Structure of 5T4 in complex with the UdAb n501 (A) Schematic representation of UdAb n501 and a camelid nanobody against TNF (PDB: 5M2J), with CDR1, CDR2, and CDR3 regions highlighted. (B) The superimposed nanobodies show the different length of CDR3 between UdAb and camelid nanobody. (C) Overall structure of 5T4-n501 complex. 5T4 is represented in blue. n501 is shown in yellow, with the 3 CDR regions (CDR1–3) highlighted in gray, green, and red, respectively.
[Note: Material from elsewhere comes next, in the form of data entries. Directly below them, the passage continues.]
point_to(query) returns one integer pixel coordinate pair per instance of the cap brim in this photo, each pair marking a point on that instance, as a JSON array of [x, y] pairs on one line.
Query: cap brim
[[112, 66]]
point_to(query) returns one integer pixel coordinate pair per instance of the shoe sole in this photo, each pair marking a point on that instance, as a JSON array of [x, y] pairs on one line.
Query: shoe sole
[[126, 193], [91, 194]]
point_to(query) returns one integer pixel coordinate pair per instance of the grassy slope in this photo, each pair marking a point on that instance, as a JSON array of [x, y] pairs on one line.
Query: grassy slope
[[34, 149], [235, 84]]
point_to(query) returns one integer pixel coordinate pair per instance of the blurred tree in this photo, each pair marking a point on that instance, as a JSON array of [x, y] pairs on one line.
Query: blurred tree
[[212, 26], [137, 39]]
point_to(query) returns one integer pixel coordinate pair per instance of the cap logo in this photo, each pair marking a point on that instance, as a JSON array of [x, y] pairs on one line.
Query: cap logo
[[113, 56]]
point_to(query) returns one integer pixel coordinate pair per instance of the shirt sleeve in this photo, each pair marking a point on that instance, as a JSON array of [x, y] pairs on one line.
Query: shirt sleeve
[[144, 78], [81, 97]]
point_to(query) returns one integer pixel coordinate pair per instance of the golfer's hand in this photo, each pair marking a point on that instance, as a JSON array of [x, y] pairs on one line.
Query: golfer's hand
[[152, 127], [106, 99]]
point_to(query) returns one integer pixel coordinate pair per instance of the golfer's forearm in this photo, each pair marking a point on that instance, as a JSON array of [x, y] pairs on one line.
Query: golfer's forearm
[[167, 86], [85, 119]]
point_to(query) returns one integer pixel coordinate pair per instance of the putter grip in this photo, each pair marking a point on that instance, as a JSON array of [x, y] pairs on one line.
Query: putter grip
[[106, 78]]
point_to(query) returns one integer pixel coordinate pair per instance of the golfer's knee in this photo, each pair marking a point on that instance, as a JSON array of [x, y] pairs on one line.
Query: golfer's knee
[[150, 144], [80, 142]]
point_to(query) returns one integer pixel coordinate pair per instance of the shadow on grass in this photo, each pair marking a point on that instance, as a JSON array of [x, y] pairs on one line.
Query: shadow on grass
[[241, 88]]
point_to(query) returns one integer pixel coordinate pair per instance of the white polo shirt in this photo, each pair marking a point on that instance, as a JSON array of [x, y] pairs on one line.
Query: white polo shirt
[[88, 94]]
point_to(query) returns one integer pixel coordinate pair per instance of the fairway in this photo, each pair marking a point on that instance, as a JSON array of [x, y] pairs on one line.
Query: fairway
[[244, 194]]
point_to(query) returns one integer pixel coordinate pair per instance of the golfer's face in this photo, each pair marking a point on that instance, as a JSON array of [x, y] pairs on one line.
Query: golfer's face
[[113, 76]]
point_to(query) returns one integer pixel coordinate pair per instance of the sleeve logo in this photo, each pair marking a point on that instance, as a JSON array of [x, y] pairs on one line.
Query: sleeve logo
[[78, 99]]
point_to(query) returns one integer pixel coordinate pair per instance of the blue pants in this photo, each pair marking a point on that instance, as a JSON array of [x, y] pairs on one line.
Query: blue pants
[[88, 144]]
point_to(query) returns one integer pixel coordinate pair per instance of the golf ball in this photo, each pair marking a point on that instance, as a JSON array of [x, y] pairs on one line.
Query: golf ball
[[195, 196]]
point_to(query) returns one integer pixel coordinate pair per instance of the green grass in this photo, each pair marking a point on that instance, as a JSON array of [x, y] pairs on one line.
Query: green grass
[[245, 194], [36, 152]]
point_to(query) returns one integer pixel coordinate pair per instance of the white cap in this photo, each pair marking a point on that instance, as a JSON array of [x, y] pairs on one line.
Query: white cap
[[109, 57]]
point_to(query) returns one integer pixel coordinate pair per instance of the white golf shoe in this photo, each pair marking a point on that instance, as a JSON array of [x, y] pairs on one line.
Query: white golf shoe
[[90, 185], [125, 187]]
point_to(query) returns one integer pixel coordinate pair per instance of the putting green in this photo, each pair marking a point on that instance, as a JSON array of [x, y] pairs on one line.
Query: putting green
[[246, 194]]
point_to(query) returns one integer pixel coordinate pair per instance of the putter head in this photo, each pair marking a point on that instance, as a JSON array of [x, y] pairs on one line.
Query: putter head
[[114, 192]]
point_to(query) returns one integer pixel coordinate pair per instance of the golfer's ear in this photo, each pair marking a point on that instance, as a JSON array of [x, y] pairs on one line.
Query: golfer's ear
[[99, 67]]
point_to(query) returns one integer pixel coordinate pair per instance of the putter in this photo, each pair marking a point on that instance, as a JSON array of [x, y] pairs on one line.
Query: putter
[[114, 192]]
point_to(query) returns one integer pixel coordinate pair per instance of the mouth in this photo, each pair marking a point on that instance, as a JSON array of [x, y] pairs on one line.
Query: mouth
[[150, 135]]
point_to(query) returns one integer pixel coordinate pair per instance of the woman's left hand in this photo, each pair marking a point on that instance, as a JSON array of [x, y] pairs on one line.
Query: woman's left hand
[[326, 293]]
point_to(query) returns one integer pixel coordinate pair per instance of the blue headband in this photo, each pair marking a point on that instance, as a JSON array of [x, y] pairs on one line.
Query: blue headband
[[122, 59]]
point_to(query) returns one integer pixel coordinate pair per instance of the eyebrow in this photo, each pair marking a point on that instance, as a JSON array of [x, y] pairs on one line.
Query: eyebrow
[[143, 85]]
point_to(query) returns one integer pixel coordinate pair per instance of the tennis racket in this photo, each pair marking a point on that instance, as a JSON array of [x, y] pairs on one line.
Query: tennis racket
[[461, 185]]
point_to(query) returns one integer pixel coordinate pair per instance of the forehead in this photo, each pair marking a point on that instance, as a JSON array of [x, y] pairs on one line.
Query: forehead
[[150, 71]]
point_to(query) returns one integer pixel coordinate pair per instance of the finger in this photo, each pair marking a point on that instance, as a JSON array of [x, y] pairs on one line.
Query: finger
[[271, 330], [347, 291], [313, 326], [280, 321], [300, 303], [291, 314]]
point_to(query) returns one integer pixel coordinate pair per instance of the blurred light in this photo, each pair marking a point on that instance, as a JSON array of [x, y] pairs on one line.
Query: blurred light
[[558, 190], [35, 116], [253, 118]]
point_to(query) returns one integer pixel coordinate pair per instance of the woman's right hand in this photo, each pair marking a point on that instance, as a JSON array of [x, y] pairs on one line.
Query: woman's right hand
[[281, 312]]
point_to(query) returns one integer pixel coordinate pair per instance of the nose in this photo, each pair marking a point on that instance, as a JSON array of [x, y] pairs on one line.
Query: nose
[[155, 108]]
Residues involved in the interaction are shown as sticks. (D–F) Interaction patterns of 5T4 with CDR1 (D), CDR2 (E), and CDR3 (F) on n501. The residues involved in interactions between 5T4 and n501 are shown as sticks. The red and black dashed lines indicate the salt bridge and hydrogen bond, respectively.

Figure 3

Design of UdAb for ADC conjugation (A) Ribbon structure of n501 overlaid with site locations of engineered cysteine mutations evaluated herein. (B) The binding kinetics of various n501 variants to 5T4, as measured by BLI. The red line indicates the fitted curve. (C) k_on (association rate constant), k_off (dissociation rate constant), and K_D (equilibrium dissociation constant) values of n501 variants binding to 5T4 were determined by fitting curves to a global 1:1 binding model. (D) Schematic representation depicts the discovery of a human monoclonal antibody (called m603) from human naive antibody phage-display library. (E) The binding capacity of m603 and isotype control (G12) to 5T4 was measured by ELISA. (F) Binding kinetics of m603 to 5T4 protein were determined by BLI. The k_on, k_off, and K_D values are shown. The red line indicates the fitted curve.

Figure 4

Deep tumor penetration of UdADC in both patient-derived organoids and tumor spheroids (A) Illustration of conventional ADC based on IgG (m603-SN38) and UdADC n501-SN38. The cytotoxic payload SN38 was coupled to thiols of antibodies via the CL2A linker, which is a cleavable PEG-8 and triazole-containing PABC-peptide-mc linker. (B) Cell cytotoxicity assays were performed on BxPC-3, Huh-7, and FCHO cell lines. Graphs are representative data derived from different cell lines showing the mean percentage of cell cytotoxicity ± SEM (n = 3). (C) Internalization of ADCs in BxPC-3 cell lines. (D and E) Penetration of ADCs in patient-derived pancreatic tumor organoids (D) and multicellular tumor spheroids (E), determined by confocal microscopy. BxPC-3 cells, established organoids, and spheroids were incubated with Dylight650-labeled ADCs, and cell images were analyzed using a digital laser confocal microscope. Red represents labeled ADCs and blue represents nucleus. Data from 1 representative experiment of 3 independent experiments are shown.

Figure 5

UdADC exhibits more potent antitumor effects in BxPC-3-xenograft mice (A) Athymic nude mice bearing BxPC-3 human tumor xenografts were intravenously injected with DyLight650-labeled n501-SN38 or m603-SN38 and imaged under anesthesia at several time points post-injection using the caliper IVIS Lumina II system. (B) The corresponding values of average fluorescence radiance (p/s/cm²/sr), as determined by Living Image software. (C) The pharmacokinetics of n501-SN38 and m603-SN38 ADCs were calculated in nude mice bearing BxPC-3 tumor xenografts after a single dose by intravenous injection. (D–F) Schematic representation of in vivo experiments. BxPC-3 xenograft tumors were established in mice and treated intravenously 4 times every 3 days with G12-SN38 (red), m603 (green), or m603-SN38 (purple) at 25 mg/kg, and 6 times every 2 days with PBS as vehicle (blue), n501 (orange), or n501-SN38 (magenta). Data are expressed as means ± SEMs of the average tumor areas (mm³) (D), tumor weight (E), and individual tumor areas (F), with n = 6 mice per group.